網膜剥離手術

最近網膜剥離(RRD=rhegmatogenous retinal detachment)の手術が多いです。RRDはバックル+冷凍凝固+排液(強膜バックリング手術、SBP=scleral buckling procedure)で治すのが常識でしたが、ここ20年くらいで次第に硝子体切除+光凝固+ガスタンポナーデ(硝子体手術、PPV=pars plana vitrectomy)の比率が増えてきています。

 

網膜剥離手術では網膜裂孔をいかに閉鎖するかがポイントです。SBPではバックルを縫い付けて強膜を内陥させ、クライオ(冷凍凝固)により裂孔周囲を癒着させますし、PPVではガスで内側から網膜を押さえてPC(光凝固)により癒着させます。結果は同じです。

 

SBPは術中、術後の痛みがやや強いこと、裂孔が多い、あるいは奥にある場合対処に困る(手術が難しくなる)こと、硝子体混濁や黄斑前膜が残ること、黄斑部の復位に時間がかかることなどの欠点があります。ただ、術後の安静は仰臥位で比較的楽です。

 

PPVは痛みが少なく、手術時間も短縮されます。また、裂孔の数、位置に関係なく行え、裂孔が大きくても手術難易度は変わりません。

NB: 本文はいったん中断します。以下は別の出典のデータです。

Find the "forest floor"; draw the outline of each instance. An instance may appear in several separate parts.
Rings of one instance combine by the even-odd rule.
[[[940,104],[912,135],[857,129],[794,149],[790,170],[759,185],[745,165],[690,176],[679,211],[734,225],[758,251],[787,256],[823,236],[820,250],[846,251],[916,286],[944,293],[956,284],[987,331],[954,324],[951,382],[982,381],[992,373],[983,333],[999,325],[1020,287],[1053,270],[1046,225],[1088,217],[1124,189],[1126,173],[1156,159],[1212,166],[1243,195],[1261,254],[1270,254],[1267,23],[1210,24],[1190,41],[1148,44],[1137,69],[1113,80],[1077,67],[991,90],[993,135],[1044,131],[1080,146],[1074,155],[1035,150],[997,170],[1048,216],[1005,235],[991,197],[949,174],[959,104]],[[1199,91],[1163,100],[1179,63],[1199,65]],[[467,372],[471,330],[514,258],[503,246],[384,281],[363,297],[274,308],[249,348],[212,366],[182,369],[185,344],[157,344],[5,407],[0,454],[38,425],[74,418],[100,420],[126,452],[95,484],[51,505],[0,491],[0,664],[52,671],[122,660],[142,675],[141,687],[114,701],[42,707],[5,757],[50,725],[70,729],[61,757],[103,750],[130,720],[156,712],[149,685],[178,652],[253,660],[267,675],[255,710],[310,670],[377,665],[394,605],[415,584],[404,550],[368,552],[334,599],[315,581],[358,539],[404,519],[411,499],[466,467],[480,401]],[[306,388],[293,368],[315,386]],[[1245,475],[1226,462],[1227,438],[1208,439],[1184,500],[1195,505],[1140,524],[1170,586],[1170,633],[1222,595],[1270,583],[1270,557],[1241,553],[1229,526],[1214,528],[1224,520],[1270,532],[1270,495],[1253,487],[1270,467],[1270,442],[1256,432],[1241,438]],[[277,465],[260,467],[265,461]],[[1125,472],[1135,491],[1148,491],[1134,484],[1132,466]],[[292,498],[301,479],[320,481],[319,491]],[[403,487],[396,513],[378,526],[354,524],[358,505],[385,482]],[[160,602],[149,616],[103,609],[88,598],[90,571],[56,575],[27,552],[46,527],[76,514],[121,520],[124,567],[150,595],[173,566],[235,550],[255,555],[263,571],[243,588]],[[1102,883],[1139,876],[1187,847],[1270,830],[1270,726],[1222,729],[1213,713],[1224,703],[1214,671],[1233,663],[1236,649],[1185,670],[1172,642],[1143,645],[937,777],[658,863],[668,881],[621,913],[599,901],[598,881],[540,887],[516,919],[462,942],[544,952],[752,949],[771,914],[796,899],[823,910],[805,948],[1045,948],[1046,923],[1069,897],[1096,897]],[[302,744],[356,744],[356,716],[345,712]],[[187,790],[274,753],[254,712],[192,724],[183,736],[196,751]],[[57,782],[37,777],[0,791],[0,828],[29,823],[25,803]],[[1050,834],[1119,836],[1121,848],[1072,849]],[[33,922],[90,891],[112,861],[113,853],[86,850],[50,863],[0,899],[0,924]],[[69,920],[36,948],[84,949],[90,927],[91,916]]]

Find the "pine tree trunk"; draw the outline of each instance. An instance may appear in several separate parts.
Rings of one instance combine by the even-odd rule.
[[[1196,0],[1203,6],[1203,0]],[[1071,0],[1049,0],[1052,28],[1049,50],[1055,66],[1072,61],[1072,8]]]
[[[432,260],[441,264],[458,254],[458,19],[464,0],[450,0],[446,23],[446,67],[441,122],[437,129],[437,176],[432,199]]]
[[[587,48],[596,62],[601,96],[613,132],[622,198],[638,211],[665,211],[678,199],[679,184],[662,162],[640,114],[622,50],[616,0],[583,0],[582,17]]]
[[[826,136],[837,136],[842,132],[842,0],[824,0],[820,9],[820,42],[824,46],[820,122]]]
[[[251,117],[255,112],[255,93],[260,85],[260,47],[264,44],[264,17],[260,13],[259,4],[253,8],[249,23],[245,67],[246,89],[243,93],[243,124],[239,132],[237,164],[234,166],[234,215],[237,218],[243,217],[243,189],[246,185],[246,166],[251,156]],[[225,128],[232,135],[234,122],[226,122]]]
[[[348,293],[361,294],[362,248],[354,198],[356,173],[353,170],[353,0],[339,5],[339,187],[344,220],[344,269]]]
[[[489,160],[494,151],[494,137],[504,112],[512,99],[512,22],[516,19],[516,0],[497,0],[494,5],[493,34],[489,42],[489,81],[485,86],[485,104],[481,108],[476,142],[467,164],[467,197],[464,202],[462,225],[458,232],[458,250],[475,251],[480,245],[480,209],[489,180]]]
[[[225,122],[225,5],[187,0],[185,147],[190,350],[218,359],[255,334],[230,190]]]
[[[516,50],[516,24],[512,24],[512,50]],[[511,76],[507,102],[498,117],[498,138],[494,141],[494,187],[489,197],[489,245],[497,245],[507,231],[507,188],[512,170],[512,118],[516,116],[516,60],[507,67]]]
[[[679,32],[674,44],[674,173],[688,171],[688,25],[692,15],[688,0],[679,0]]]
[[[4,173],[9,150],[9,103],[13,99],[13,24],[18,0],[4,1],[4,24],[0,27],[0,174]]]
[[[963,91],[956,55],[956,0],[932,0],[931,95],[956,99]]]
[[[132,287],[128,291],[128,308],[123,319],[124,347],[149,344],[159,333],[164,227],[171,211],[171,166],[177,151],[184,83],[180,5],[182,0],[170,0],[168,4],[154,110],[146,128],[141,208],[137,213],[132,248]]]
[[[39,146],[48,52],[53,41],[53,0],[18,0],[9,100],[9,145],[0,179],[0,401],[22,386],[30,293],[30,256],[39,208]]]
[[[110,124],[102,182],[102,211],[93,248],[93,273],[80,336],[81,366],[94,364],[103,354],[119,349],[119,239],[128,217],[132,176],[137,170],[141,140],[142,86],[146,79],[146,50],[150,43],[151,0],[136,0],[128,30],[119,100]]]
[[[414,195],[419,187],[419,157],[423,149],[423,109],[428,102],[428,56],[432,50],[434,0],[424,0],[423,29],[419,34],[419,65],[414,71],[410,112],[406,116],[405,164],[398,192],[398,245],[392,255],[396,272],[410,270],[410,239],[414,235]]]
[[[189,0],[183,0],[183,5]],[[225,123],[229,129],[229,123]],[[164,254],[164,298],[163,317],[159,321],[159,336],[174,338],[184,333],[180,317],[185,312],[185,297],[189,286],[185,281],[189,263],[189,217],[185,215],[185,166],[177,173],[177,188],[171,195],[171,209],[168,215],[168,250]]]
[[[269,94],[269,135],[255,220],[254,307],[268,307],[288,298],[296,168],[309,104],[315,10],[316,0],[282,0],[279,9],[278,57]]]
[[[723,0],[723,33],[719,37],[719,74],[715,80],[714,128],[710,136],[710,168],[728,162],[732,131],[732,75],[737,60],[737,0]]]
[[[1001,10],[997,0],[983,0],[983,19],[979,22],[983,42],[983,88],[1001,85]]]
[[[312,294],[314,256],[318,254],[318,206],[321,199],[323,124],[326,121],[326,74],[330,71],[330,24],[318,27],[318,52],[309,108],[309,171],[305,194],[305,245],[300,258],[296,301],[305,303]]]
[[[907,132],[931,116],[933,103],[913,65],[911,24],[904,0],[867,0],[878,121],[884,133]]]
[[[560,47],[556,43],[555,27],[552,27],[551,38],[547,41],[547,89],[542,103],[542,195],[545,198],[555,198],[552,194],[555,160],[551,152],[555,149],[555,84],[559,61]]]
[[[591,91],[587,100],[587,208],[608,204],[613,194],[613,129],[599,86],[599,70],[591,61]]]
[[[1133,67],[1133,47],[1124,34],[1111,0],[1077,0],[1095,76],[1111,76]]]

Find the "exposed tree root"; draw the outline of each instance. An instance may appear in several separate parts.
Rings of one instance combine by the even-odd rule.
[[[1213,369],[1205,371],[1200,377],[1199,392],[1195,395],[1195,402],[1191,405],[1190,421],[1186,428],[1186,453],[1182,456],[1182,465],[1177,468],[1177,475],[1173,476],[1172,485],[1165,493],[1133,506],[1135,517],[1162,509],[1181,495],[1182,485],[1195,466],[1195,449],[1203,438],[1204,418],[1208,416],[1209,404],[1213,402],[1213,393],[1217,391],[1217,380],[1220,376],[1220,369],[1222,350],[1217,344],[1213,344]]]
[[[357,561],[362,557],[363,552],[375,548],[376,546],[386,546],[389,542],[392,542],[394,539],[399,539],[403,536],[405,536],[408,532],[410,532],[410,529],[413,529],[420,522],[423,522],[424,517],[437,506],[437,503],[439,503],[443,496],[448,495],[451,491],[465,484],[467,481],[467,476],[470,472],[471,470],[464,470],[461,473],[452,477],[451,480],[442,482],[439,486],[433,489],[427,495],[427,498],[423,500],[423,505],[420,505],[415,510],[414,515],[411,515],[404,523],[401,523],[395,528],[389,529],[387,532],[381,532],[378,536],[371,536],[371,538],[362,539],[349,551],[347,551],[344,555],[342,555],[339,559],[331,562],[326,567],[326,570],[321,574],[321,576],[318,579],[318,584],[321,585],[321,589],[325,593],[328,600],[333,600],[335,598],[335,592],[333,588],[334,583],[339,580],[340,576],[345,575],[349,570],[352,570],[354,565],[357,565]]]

硝子体混濁や出血を同時に取り除くことができ、黄斑部の復位も早いので1〜2週間でガスが無くなったらすぐに視力回復できます。また、SBPのように屈折が変化することがありません。

 

しかしPPVの欠点はガスタンポナーデを行うことで術後の体位が基本伏臥位となり、不自然な姿勢を要求されることと、ガスにより白内障が発症し、後日白内障手術を行う必要が出てくる可能性が高いことがあります。

 

SBPとPPVは併用して行うこともできます。PPVにバックリングを併用すると復位率が向上します。

 

SBPとPPVは上手に使い分けるのがコツです。白内障手術を避けたい40歳以下のRRDで、裂孔は周辺部に単独か1象限のみという条件であればSBPがベターです。中年以降の急性硝子体剥離に伴う裂孔によるRRDはPPVの良い適応です。巨大裂孔、後極部裂孔、黄斑円孔などは当然PPVです。

 

症例によって選んで行くと、どうしてもPPVが多数を占めるようになってきます。今やPPVがRRDの標準術式となりました。

 

SBPはなかなか難しい手術です。一発でバックルの位置を決め、排液、縫着をするのは経験が要ります。SBP特有の合併症対策も必要です。小生は1980年代、年間30例以上のSBPを行っていたとは言え、今でもSBPの方がPPVよりも神経を使います。今後、症例数の少ないSBPの教育をどうするかが眼科の課題となってくるでしょう。

 

SBPにおける冷凍凝固の方法について、開業した頃はまだ双眼倒像鏡をかぶっていましたが、シャンデリア照明が普及するにつれ、顕微鏡下で行うように変化しました。最近は双眼倒像鏡がお蔵入りしています。

 

今週月曜に行ったSBPの患者さんは、スパッと下液が消失し、裂孔閉鎖され、OCTで黄斑剥離の消失も確認されましたので、術後4日で紹介元へ返すことにしました。ガスの消失を待つ必要がなく、結論が早いのもSBPの良さです。